Editor’s Note: Deadline’s Read the Screenplay series makes its debut and celebrates the movie scripts that will be factors in this year’s movie prize race.
Most Hollywood disaster films are about mankind’s heroic efforts to avert a crisis. From Imposing Hell at Independence Day, Armageddon and Deep impact, films generally show that humanity triumphs and perseveres. Do not seek is not that kind of movie.
At Adam McKay’s Do not seek, scientists Dr Randall Mindy (Leonardo DiCaprio) and Kate Dibiasky (Jennifer Lawrence) discover a comet heading towards Earth. When they alert President Orlean (Meryl Streep), they are frustrated to find that she and her team dismiss their warnings.

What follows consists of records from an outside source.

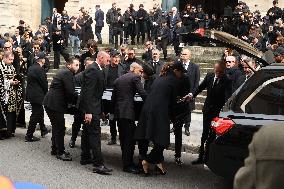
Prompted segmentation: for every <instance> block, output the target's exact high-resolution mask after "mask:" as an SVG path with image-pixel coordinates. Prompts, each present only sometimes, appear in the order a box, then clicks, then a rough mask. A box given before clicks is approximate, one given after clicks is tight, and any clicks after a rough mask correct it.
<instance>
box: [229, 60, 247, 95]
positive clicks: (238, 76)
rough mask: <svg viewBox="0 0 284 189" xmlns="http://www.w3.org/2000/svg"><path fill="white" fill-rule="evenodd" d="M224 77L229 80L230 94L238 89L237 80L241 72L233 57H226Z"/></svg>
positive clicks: (235, 61) (241, 74)
mask: <svg viewBox="0 0 284 189" xmlns="http://www.w3.org/2000/svg"><path fill="white" fill-rule="evenodd" d="M226 75H227V77H228V78H229V79H230V80H231V85H232V92H235V91H236V90H237V89H238V87H239V86H238V80H239V78H240V77H241V76H242V75H243V73H242V72H241V70H240V68H239V66H238V63H237V59H236V57H234V56H227V57H226Z"/></svg>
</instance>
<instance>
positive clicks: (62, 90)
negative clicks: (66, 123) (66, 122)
mask: <svg viewBox="0 0 284 189" xmlns="http://www.w3.org/2000/svg"><path fill="white" fill-rule="evenodd" d="M74 94H75V85H74V74H73V73H72V72H71V71H70V70H69V69H67V68H63V69H61V70H59V72H58V73H57V74H56V75H55V76H54V77H53V80H52V82H51V85H50V88H49V91H48V92H47V94H46V95H45V98H44V101H43V105H44V106H46V107H48V108H49V109H50V110H53V111H57V112H66V111H67V108H68V103H72V102H73V101H74V99H75V96H74Z"/></svg>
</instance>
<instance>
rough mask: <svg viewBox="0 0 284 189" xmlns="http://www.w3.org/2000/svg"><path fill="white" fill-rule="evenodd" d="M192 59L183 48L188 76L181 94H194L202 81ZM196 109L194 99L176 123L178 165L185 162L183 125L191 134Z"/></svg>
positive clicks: (175, 128)
mask: <svg viewBox="0 0 284 189" xmlns="http://www.w3.org/2000/svg"><path fill="white" fill-rule="evenodd" d="M190 59H191V52H190V51H189V50H188V49H183V51H182V54H181V61H182V64H183V66H184V68H185V69H186V71H187V73H186V74H185V75H186V77H185V78H184V79H185V80H184V82H185V83H184V85H182V86H183V88H182V89H181V91H180V92H181V94H180V95H184V93H185V94H188V93H190V94H192V93H193V92H194V91H195V90H196V89H197V88H198V85H199V81H200V70H199V66H198V65H197V64H194V63H193V62H191V61H190ZM194 109H195V101H194V100H192V101H191V102H189V109H188V110H189V111H188V114H187V115H185V117H184V121H182V122H178V123H177V124H174V127H173V128H174V134H175V162H176V164H177V165H182V164H183V162H182V161H181V159H180V158H181V148H182V127H183V124H184V128H185V135H187V136H189V135H190V132H189V128H190V123H191V112H192V111H193V110H194Z"/></svg>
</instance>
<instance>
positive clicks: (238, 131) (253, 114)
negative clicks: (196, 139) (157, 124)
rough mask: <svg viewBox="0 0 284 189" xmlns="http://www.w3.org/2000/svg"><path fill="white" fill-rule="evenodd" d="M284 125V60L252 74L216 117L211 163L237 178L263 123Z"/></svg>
mask: <svg viewBox="0 0 284 189" xmlns="http://www.w3.org/2000/svg"><path fill="white" fill-rule="evenodd" d="M277 122H279V123H282V124H283V126H284V64H271V65H270V66H266V67H264V68H261V70H259V71H257V72H256V73H255V74H254V75H252V76H251V78H249V79H248V80H247V82H245V83H244V84H243V85H242V86H241V87H240V88H239V89H238V90H237V91H236V92H235V93H234V94H233V95H232V97H231V98H230V99H229V100H228V102H227V103H226V105H225V106H224V108H223V110H222V112H221V113H220V115H219V117H218V118H215V119H214V120H213V121H212V128H213V130H214V131H215V132H216V134H217V137H216V139H215V140H214V142H213V143H212V144H211V145H210V150H209V161H208V167H209V168H210V169H211V170H212V171H213V172H214V173H216V174H217V175H220V176H223V177H225V178H228V179H233V178H234V175H235V173H236V172H237V171H238V169H239V168H240V167H242V166H243V165H244V160H245V158H246V157H248V155H249V154H248V145H249V144H250V142H251V141H252V137H253V135H254V133H255V132H257V131H258V130H259V129H260V127H262V126H263V125H267V124H269V123H277Z"/></svg>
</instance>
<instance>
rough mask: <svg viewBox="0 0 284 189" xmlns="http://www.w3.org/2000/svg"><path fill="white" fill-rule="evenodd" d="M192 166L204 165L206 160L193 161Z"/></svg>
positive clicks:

Mindy and Dibiasky find the media even less receptive to the looming crisis.
McKay and David Sirota’s story and McKay’s screenplay satirize the forces that fail to respond to a preventable crisis. Politics, media, science deniers, and corporate interests thwart Mindy and Dibiasky’s attempts to save the world from this cataclysmic comet.
Do not seek is a satire of real environmental concerns such as climate change. In the script, McKay exaggerates how institutions refuse to tackle science. In real political life, that might mean voting against environmental bills. In Do not seek, the staff of Orleans blatantly changes their position on the comet to serve their re-election.
DiCaprio has used his platform to promote environmental initiatives in real life. The actor said he is looking for an environmental themed film and is considering Do not seek “A once in a lifetime opportunity.”
McKay said his early script drafts were dramatic. He was inspired by the 2019 book Uninhabited Earth, David Wallace-Wells’ analysis of the climate crisis. McKay collaborated with reporter Sirota, who had the idea that a comet could be the metaphor.
Covid-19 pandemic began before McKay filming Do not seek. He said the public and political reaction to the pandemic was wilder than its first drafts. So, he was inspired to make the movie “15 Percent Crazier”.
Do not seek played in theaters from December 10 and premiered on Netflix on December 24, where it has already broken Netflix records with over 152 million hours of streaming. It won the AFI award for one of its films of the year and is among the best films of the year by the National Board of Review. It has six Critics Choice nominations and four Golden Globe nominations.
Click below to read McKay’s screenplay.